Using a safety checklist to wrap up an image-guided procedure can significantly reduce the number of adverse events and the need for repeat procedures, according to a study published July 5 in the Journal of Vascular and Interventional Radiology.
In an effort to improve patient outcomes from interventional radiology procedures, researchers from Beth Israel Deaconess Medical Center in Boston led by Dr. Bettina Siewert adopted a postprocedure closeout checklist for image-guided procedures. They found that the initiative yielded a 43% reduction in the number of adverse events and an 80% lower need for repeat exams.
What's more, the researchers saw a decline in the severity of adverse events that did occur.

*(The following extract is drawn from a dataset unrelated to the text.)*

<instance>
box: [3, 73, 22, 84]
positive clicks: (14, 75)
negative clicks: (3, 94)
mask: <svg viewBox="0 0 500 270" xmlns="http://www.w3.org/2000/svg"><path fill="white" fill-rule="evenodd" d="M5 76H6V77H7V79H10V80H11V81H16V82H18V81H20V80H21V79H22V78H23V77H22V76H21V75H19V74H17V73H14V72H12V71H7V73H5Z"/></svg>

The research sprang from an effort to reduce adverse events that occurred during interventional procedures. After analyzing prior adverse events, the institution's radiology quality committee created a postprocedure closeout checklist, which was implemented on November 1, 2016, across all procedural service lines (vascular and cross-sectional interventional radiology, musculoskeletal, breast imaging, and neuroradiology).

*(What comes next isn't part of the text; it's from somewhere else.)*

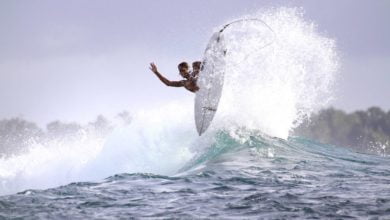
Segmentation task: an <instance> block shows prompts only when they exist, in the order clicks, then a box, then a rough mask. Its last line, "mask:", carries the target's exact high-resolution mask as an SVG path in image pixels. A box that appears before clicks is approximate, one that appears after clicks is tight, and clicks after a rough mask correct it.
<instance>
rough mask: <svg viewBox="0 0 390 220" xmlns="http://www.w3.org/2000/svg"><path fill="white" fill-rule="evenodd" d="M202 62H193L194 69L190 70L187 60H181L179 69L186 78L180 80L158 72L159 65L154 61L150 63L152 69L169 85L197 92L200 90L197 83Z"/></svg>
mask: <svg viewBox="0 0 390 220" xmlns="http://www.w3.org/2000/svg"><path fill="white" fill-rule="evenodd" d="M200 65H201V62H199V61H196V62H194V63H193V64H192V67H193V71H192V72H190V70H189V65H188V63H187V62H181V63H180V64H179V65H178V66H177V68H178V69H179V73H180V75H181V76H182V77H183V78H184V80H180V81H170V80H168V79H167V78H165V77H164V76H163V75H162V74H161V73H159V72H158V70H157V66H156V64H154V63H151V64H150V70H151V71H152V72H153V73H154V74H155V75H156V76H157V77H158V78H159V79H160V80H161V82H163V83H164V84H165V85H167V86H172V87H184V88H186V89H187V90H189V91H191V92H196V91H198V90H199V87H198V86H197V84H196V80H197V79H198V74H199V71H200Z"/></svg>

The researchers then compared the annual number of radiology adverse events before (2015-2016) and after (2017-2021) the checklist was implemented.
Change in patient outcomes after implementation of postprocedure closeout checklist | |||
Percent of adverse events before adoption of postprocedure closeout checklist | Percent of adverse events after adoption of postprocedure closeout checklist | Improvement | |
Radiology adverse events | 0.069% | 0.034% | 43% |
Radiology repeat procedures | 0.04% | 0.007% | 80% |
Number of incident reports | 18.5 per year | 8 per year | 58% |
The difference in radiology adverse events and the number of radiology repeat procedures were statistically significant (p = 0.05 and 0.0033, respectively).
"While audits for the performance of the [postprocedure closeout checklist] have shown excellent compliance (94.2%-99.6%), not surprisingly, compliance was lower in the group of patients with procedural errors reported here (60%)," they wrote.
Adverse events categorized as class C based on Society of Interventional Radiology guidelines were due to repeat procedures: repeat biopsies and three guidewire removals, two of which were in the group of patients prior to the adoption of the checklist. The one SIR class D adverse event was due to a repeat lung biopsy that was necessary due to a specimen error with development of pneumothorax, chest tube placement, and increased length of stay due to the repeat procedure. That event occurred prior to the implementation of the checklist.
Overall, the study authors found a statistically significant difference in adverse event severity before and after the checklist was adopted (p = 0.009).
The researchers noted that procedural incidents still occurred after the checklist was implemented. A postprocedure checklist was not performed in 30% of incidents, but it would have caught the errors if it had been used.
And 70% of the incidents involved new error types that were not preventable with the current checklist, according to the authors. These errors included specimen and order mismatch when multiple specimens were obtained during the same procedure, incomplete order forms, and the wrong patient label on the order form.
"Thus, there is a role for review of any ongoing errors, and appropriate revision of the checklist to incorporate additional potential sources of error," Siewert and colleagues wrote. "With further modification of the [postprocedure closeout] checklist, 70% of incidents would have been preventable."